University of Wisconsin-Madison, Madison, Wisconsin

Project Title:

Epigenetics of Diet-Induced Obesity and Insulin Resistance

Grant Number:

7-13-BS-118

Type of Grant:

Basic Science

General Research Subject:

Obesity

Project Start Date:

Jul 1, 2013

Project End Date:

Jun 30, 2016

Focus:

Adipocytes, Complications, Complications\Diabetic Dyslipidemia, Complications\Macrovascular-Atherosclerotic CVD and Human Diabetes

Research Description



The World is in the midst of an unprecedented obesity epidemic, a public health burden that increases the risk for developing insulin resistance and several chronic diseases such as diabetes, cardiovascular disease and non-alcoholic fatty liver disease. The multifactorial causes of obesity include several genetic, dietary and lifestyle variables that together result in an imbalance between energy intake and energy expenditure. Dietary approaches to limit fat intake are commonly prescribed to achieve the hypocaloric conditions necessary for weight loss. But dietary fat restriction is often accompanied by increased carbohydrate intake, which can dramatically increase the body's ability to make more fat, depending upon carbohydrate composition. Since both dietary and the fast the body makes contribute to the whole-body fat pool, obesity can therefore result from excessive fat or carbohydrate consumption. While the consumption of both high fat and carbohydrate foods is always very high in the developed countries, high carbohydrate diet consumption is on the rise in developing countries. Therapies for reducing obesity have been relatively unsuccessful. The discovery of new strategies aimed at reducing the prevalence of obesity is critical for the management of diseases of the metabolic syndrome including diabetes and cardiovascular disease.

Research Profile



What area of diabetes research does your project cover? What role will this particular project play in preventing, treating and/or curing diabetes?
It covers type II diabetes and its associated metabolic diseases. Our research will examine the link between diet, particularly the consumption of high fat and high carbohydrate diets, and the development of type 2 diabetes. Information gained from this project will play a role in preventing, treating, and curing diabetes by laying the groundwork for the creation of new drugs. Additionally, the research would advise diabetic patients on how to select proper diets to manage or prevent diabetes.

If a person with diabetes were to ask you how your project will help them in the future, how would you respond?
In the future, drugs or dietary recommendations developed from our work may help treat or cure diabetes.
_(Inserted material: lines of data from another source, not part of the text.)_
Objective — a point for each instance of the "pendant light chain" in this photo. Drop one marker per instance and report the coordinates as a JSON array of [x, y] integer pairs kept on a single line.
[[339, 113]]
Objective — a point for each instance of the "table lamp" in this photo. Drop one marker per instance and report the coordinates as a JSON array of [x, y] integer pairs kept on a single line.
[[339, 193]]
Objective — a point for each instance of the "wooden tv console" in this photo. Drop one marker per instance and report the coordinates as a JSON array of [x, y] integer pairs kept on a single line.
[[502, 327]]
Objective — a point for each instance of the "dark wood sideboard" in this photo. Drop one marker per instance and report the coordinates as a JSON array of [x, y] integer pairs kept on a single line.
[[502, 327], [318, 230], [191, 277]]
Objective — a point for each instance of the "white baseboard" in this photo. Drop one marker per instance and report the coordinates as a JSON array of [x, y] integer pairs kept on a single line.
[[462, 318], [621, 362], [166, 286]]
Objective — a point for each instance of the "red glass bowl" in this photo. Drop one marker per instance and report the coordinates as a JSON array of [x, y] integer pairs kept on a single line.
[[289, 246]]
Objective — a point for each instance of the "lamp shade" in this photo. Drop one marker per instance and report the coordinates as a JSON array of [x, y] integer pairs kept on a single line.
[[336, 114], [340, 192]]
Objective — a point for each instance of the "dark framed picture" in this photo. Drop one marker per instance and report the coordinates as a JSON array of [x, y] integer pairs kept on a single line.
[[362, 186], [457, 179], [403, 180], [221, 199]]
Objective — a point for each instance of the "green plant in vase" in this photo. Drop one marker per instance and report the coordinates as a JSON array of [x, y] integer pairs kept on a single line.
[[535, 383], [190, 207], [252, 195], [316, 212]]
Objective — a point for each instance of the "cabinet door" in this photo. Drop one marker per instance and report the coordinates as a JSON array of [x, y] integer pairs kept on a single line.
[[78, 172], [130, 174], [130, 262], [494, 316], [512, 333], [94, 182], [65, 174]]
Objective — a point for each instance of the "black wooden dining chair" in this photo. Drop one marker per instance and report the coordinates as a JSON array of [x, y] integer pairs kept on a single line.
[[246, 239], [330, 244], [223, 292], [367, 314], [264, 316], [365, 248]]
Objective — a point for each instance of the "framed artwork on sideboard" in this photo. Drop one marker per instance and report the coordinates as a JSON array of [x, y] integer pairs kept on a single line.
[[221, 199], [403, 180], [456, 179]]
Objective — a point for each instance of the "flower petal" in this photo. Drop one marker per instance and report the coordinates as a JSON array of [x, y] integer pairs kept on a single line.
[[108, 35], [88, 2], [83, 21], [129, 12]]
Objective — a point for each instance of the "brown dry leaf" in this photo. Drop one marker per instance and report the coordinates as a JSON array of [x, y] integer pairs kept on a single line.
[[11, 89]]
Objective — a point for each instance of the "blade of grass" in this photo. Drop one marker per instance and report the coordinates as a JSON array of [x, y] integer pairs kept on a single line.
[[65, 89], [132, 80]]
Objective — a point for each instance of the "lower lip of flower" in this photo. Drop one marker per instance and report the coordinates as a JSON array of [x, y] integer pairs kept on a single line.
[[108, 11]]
Why is it important for you, personally, to become involved in diabetes research? What role will this award play in your research efforts?
Personally, it is important for me to be involved in diabetes research because I have many family members that are diabetic. In fact I grew up watching my relatives and friends inject insulin daily and lose mobility from diabetic complications. This award will allow me to conduct new studies that will help us better understand prediabetes and the progression to fully blown diabetic state.

In what direction do you see the future of diabetes research going?
We see the future of diabetes research focusing on new strategies for the prevention and treatment of the disease. This can be achieved by understanding in greater detail how factors, such as diet and new medications, interact with our genetic makeup to influence the development of the disease from individual to individual.